As much of an affinity as most dogs have for humans, they are not born knowing how to live with us. Dogs are a different species than humans, and they come with their own species-specific behaviors. These behaviors can often clash with our human expectations of proper behavior.
As you were growing up, you were taught life skills by adults. Some of those
adults may have been better teachers than others, but you grew up learning how to behave in the home and out in public. What was acceptable in your environment may have differed slightly from what was acceptable in your neighbor’s environment, but, in general, you learned basic good-citizen skills. Now, you need to teach similar skills to your dog.
Your dog doesn’t inherently know that he’s not supposed to pee on your carpet or jump on you and knock you over. He doesn’t have a manual explaining that he can’t chew on your favorite shoes or the bed skirt. He has no clue what an “indoor voice” is. He also doesn’t realize that he can’t just run up and get in another dog’s face or dig in your neighbor’s prized rose garden. You need to teach him all of these things, and you can!
Part of being a responsible pet parent is teaching your dog good family manners, cleaning up after him when you’re out in public, and ensuring he that isn’t a public nuisance. By training your dog using reward-based, positive methods, you are fulfilling these responsibilities.
Did You Know? Training Is Mutually Beneficial
A well-trained dog is easy to live with and often welcome in other places. If you want to travel with your dog, even if it’s just to a relative’s house, he will need to have manners so he doesn’t embarrass you or cause problems. Training your dog will build your relationship as you learn to better understand each other. And the nice compliments you get on your dog’s behavior are a bonus!

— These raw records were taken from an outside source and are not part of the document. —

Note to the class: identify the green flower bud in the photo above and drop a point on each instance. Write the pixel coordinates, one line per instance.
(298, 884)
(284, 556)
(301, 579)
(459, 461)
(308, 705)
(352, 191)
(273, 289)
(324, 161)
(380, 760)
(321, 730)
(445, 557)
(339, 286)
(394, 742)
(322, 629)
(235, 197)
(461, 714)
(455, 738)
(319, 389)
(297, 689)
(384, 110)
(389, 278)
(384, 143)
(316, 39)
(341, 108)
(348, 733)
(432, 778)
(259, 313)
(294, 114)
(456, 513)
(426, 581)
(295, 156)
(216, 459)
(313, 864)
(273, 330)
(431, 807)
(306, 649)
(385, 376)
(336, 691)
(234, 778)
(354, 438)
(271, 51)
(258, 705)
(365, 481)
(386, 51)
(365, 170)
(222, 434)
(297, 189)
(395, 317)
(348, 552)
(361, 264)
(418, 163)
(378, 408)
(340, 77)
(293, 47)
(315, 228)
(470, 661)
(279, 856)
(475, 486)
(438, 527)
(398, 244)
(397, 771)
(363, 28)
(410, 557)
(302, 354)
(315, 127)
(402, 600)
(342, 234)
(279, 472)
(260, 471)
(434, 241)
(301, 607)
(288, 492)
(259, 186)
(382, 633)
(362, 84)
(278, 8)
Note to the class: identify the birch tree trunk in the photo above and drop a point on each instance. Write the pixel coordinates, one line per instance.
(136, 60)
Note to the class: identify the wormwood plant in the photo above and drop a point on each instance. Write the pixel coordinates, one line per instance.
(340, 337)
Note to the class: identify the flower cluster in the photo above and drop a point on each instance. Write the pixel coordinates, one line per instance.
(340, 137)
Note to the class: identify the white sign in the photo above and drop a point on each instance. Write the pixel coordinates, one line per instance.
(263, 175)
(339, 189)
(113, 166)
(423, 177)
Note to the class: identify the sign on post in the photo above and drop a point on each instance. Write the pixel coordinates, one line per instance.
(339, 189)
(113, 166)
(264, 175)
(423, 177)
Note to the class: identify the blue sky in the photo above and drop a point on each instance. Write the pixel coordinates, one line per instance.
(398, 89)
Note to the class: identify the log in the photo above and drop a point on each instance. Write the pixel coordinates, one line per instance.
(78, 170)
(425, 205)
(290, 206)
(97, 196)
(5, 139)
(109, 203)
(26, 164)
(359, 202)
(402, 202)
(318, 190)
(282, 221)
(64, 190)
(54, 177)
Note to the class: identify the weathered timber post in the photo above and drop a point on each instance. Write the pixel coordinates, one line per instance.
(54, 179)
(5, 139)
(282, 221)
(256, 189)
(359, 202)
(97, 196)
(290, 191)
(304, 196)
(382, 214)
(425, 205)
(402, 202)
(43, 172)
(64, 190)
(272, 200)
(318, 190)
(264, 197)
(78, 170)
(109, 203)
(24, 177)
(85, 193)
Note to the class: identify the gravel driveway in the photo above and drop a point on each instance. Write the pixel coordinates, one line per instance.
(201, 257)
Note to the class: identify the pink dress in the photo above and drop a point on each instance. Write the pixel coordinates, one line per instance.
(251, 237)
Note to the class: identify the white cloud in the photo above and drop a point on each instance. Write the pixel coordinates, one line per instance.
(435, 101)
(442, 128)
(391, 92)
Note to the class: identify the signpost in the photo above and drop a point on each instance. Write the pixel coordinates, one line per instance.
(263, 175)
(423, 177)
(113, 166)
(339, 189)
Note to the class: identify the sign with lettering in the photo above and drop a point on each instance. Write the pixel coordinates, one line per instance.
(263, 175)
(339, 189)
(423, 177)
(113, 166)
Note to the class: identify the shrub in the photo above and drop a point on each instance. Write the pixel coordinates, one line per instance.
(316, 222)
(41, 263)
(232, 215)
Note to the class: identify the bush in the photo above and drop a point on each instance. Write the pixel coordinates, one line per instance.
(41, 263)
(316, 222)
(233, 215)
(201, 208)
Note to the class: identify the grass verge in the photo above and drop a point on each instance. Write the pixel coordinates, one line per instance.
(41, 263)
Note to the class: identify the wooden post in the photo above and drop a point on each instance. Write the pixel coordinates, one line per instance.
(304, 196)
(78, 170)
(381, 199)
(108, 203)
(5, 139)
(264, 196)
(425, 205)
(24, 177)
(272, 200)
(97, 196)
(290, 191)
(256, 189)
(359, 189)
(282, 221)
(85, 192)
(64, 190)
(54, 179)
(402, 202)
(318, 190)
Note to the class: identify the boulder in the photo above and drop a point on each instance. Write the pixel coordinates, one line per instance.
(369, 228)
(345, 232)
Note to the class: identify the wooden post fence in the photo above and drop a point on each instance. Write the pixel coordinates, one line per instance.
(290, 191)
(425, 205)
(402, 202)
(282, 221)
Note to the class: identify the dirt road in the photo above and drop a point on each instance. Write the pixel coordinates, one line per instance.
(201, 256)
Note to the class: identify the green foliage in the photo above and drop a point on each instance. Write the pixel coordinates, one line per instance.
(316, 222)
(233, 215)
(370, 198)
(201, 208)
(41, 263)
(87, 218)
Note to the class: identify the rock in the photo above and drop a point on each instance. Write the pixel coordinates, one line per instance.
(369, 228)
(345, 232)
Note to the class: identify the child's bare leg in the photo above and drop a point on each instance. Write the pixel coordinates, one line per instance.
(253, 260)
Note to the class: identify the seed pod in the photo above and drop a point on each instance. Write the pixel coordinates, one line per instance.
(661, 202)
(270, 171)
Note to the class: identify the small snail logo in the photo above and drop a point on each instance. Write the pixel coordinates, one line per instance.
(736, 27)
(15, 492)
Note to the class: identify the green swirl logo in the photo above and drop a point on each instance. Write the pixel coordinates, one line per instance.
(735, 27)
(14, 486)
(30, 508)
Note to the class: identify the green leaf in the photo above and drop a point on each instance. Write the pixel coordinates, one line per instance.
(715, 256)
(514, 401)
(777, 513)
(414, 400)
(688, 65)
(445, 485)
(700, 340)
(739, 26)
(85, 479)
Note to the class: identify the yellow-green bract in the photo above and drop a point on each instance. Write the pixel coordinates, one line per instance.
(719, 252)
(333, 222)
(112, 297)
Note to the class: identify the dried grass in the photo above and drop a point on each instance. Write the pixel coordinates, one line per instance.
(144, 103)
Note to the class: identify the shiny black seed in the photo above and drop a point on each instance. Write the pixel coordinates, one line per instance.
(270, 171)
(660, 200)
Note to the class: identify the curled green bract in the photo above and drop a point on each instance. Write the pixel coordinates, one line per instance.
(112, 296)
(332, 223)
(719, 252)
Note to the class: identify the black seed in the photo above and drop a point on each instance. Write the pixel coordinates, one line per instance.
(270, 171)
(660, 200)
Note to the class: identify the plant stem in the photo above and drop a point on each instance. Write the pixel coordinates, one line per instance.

There’s nothing wrong with setting goals for your dog. You may have dreams of raising an agility champion or sharing your dog with others as a therapy dog. Learn what’s required to achieve those goals and start training your dog to reach them. You will work on getting there together.
Another responsibility that you have is to accept your dog for what he is. Realize that not every dog is suited for every task. Every dog is different. He can never compare to any past dogs you’ve had, and you will never have another dog like him again.
Dogs are lifetime companions. Your dog is special in his own way, even if he
never does turn out to be that agility champion or therapy dog. You may find that you need to adjust your goals as you start your training program and learn more about your dog’s strengths and challenges. While changing your expectations can be very disappointing initially, you will always have something wonderful in your favor—your dog. Your dog will love you no matter what you achieve, and that is truly something to be treasured.